In a time where Cybersecurity is the most volatile it has ever been, and breaches are occurring at alarming rates, I feel as though organizations like Hacking Team could be doing so much more with the talent and technology they possess. Unfortunately, documents leaked to the public have shown that Hacking Team has taken a different path. Among the 400GBs of stolen data lies evidence of Hacking Team’s involvement with nations that have been found to be at the forefront of Human Rights abuses, as well as other violations. Marietje Schaake, a Dutch member of the European Parliament has cited the selling of the RCS software to certain nations as the “proliferation of harmful systems”, evidenced by compromised documents and emails showing invoices to countries such as Sudan. Schaake goes on to refer to violations of numerous UN Security Council Resolutions as a result of the sale of the RCS software.
Rather than using the RCS or other malware at their disposal for combating cyberterrorism and “fighting the good fight”, Hacking Team has profited in providing their surveillance tool to clients who have appeared to be using it for ill intent. Citizen Lab, a Canadian-based R&D organization for Information and Communication Technologies (ICTs), human rights, and global security, has made several posts on its blog concerning the sale of RCS to countries such as Ethiopia for the purpose of surveilling Ethiopian journalists.
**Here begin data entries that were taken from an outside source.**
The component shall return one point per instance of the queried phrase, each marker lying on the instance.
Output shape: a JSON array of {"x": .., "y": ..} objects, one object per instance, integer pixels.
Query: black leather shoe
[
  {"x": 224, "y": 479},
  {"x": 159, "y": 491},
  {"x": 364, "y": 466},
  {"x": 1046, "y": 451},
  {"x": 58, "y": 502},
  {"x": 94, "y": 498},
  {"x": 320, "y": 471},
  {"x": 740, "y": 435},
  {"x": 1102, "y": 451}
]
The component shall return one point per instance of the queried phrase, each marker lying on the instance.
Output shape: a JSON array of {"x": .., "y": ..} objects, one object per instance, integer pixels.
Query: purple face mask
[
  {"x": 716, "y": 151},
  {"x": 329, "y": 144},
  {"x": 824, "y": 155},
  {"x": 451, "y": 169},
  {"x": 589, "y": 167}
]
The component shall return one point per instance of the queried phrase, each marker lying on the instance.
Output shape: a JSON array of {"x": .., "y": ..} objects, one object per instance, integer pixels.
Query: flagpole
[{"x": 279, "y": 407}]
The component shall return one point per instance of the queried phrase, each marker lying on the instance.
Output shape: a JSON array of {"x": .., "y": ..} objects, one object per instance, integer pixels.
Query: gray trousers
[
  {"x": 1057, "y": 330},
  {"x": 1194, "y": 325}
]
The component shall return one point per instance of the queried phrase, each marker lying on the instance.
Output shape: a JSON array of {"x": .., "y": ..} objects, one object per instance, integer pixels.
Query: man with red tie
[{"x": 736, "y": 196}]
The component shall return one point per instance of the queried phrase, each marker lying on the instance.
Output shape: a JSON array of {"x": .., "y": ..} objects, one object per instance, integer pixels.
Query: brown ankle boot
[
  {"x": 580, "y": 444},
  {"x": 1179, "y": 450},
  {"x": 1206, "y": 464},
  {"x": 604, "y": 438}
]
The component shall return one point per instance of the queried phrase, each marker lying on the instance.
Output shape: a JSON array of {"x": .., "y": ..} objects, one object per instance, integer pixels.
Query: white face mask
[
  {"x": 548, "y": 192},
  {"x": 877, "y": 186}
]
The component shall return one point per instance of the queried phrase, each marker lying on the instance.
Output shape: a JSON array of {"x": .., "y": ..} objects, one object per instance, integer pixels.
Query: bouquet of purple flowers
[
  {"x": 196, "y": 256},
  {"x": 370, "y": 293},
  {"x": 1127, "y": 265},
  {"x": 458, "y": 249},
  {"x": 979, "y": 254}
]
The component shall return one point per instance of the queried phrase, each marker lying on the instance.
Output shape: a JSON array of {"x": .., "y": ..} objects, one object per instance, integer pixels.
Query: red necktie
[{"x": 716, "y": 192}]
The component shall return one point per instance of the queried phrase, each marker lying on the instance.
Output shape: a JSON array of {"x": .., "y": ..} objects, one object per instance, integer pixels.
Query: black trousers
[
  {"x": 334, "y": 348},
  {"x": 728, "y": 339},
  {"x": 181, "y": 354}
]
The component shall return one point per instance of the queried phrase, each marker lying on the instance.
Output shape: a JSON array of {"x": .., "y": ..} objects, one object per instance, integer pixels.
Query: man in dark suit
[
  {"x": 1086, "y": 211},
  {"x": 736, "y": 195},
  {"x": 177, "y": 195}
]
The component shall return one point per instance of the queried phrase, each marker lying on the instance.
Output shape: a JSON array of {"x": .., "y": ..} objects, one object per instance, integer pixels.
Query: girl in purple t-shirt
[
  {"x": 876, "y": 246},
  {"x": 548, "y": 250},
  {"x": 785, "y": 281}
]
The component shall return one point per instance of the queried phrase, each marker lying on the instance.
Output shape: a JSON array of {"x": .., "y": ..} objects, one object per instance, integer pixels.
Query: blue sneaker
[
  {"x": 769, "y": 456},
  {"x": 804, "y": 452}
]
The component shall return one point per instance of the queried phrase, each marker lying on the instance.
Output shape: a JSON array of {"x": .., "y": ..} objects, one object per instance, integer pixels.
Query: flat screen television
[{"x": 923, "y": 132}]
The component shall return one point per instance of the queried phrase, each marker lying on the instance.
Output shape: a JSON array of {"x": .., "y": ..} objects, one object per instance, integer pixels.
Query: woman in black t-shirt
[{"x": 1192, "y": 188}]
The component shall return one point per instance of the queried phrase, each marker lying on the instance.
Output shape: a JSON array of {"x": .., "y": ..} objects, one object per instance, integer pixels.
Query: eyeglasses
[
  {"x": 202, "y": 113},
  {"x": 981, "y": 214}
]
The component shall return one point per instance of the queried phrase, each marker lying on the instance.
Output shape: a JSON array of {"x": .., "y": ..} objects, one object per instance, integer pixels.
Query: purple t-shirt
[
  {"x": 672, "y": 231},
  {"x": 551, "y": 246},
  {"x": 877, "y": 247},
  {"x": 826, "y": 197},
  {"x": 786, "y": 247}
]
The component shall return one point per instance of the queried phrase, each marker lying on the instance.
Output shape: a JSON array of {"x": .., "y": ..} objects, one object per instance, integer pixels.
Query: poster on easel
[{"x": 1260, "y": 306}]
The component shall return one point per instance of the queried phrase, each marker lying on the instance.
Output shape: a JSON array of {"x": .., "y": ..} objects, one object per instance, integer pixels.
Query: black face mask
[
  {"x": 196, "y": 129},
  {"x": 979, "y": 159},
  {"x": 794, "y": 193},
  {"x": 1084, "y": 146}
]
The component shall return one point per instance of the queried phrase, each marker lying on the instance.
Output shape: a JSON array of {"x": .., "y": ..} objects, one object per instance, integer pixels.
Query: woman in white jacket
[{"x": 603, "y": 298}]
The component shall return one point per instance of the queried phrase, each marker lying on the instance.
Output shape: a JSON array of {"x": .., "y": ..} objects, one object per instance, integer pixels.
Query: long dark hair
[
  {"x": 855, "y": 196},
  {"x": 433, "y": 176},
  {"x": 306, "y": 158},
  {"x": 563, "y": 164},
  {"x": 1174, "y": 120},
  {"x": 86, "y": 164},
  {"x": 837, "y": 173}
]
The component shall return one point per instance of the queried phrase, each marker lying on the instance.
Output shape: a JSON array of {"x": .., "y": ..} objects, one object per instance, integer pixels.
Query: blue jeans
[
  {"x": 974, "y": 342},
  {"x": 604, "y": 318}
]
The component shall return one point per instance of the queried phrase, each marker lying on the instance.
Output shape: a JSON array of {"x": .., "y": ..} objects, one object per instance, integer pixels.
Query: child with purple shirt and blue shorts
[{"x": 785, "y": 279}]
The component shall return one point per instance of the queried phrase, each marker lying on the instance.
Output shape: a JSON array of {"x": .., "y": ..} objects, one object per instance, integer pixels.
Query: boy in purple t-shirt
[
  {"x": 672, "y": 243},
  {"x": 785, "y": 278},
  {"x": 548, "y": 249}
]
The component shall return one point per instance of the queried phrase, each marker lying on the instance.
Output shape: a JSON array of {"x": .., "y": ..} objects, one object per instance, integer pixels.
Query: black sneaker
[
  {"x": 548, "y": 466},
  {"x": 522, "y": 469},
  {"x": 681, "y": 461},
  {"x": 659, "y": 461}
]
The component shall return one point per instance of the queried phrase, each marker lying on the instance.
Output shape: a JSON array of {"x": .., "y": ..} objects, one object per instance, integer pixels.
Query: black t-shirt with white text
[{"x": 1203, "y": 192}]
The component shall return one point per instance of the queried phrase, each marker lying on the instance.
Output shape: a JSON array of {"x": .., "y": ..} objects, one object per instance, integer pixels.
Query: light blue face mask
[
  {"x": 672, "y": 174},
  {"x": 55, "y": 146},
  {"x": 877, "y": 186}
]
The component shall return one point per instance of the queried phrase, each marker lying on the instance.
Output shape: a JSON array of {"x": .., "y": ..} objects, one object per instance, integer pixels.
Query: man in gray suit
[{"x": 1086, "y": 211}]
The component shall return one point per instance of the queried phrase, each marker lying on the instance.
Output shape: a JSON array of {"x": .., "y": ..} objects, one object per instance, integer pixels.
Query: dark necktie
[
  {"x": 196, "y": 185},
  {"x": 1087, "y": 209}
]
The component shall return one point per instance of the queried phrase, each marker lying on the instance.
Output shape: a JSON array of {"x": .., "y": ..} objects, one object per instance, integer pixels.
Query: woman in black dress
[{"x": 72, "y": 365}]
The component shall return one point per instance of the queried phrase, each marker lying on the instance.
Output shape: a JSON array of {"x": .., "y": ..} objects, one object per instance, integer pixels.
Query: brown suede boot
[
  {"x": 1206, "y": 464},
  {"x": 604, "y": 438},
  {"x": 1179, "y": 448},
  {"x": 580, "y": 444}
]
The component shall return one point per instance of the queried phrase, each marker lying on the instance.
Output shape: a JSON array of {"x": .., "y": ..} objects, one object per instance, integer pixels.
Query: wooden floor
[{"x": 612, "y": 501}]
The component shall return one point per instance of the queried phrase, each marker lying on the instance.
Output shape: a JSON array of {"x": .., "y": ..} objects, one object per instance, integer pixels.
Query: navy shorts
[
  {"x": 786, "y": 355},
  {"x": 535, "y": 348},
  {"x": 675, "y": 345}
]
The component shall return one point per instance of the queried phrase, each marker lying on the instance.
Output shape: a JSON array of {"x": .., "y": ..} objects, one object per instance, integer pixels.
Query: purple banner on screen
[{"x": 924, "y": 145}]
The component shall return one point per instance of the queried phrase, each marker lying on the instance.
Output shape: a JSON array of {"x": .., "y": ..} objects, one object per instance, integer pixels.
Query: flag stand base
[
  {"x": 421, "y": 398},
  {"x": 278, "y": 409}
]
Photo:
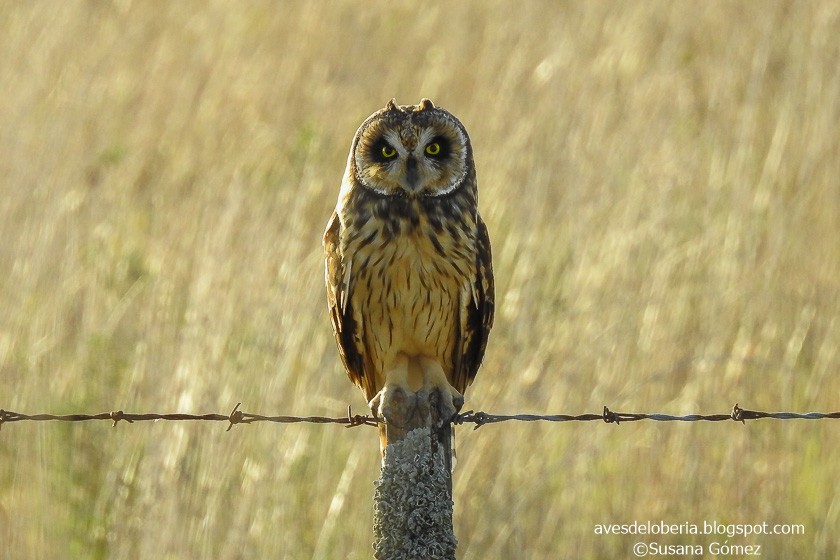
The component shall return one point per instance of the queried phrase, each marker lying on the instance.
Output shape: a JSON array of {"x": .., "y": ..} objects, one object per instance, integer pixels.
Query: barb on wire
[{"x": 480, "y": 419}]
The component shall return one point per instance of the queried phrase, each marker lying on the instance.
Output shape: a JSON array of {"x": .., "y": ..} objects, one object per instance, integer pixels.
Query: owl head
[{"x": 410, "y": 151}]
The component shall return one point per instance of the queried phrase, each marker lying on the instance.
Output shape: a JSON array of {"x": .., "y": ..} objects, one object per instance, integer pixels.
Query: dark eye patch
[{"x": 381, "y": 151}]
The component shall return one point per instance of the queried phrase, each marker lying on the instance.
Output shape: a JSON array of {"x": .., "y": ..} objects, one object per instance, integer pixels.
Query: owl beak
[{"x": 411, "y": 175}]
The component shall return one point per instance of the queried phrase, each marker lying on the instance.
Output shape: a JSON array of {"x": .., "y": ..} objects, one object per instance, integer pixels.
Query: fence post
[{"x": 412, "y": 516}]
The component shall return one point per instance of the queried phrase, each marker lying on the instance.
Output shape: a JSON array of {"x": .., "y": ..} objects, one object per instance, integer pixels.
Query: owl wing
[
  {"x": 479, "y": 313},
  {"x": 341, "y": 315}
]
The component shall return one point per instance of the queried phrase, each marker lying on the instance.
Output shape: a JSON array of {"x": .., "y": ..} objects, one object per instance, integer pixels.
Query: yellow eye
[{"x": 388, "y": 151}]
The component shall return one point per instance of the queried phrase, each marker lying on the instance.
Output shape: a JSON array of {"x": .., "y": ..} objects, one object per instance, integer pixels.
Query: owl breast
[{"x": 410, "y": 278}]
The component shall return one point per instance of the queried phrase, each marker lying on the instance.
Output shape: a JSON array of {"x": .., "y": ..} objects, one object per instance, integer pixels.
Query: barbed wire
[{"x": 480, "y": 419}]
It is my opinion that Hacking Team’s failure to do more good than harm is why they have been deemed as a “Corporate Enemy” by Reporters Without Borders. As more documents are revealed regarding Hacking Team’s practices and clientele, I am reminded of the movie, The Matrix, where a bleak Morpheus recounts the downfall of mankind to Neo and says, “Fate, it seems, is not without a sense of irony”. In their efforts to profit from malware, Hacking Team found itself on the wrong end of an intrusion and face-to-face with an embarrassing and very karma-esque situation. Rather than learning from the Gamma Group breach of last August, Hacking Team has now become just another unfortunate statistic in the world of cyber attacks and data loss.
Though there have not been any outright claims of ownership to the attack, there has been some speculation connecting the Hacker Team and Gamma Group breaches.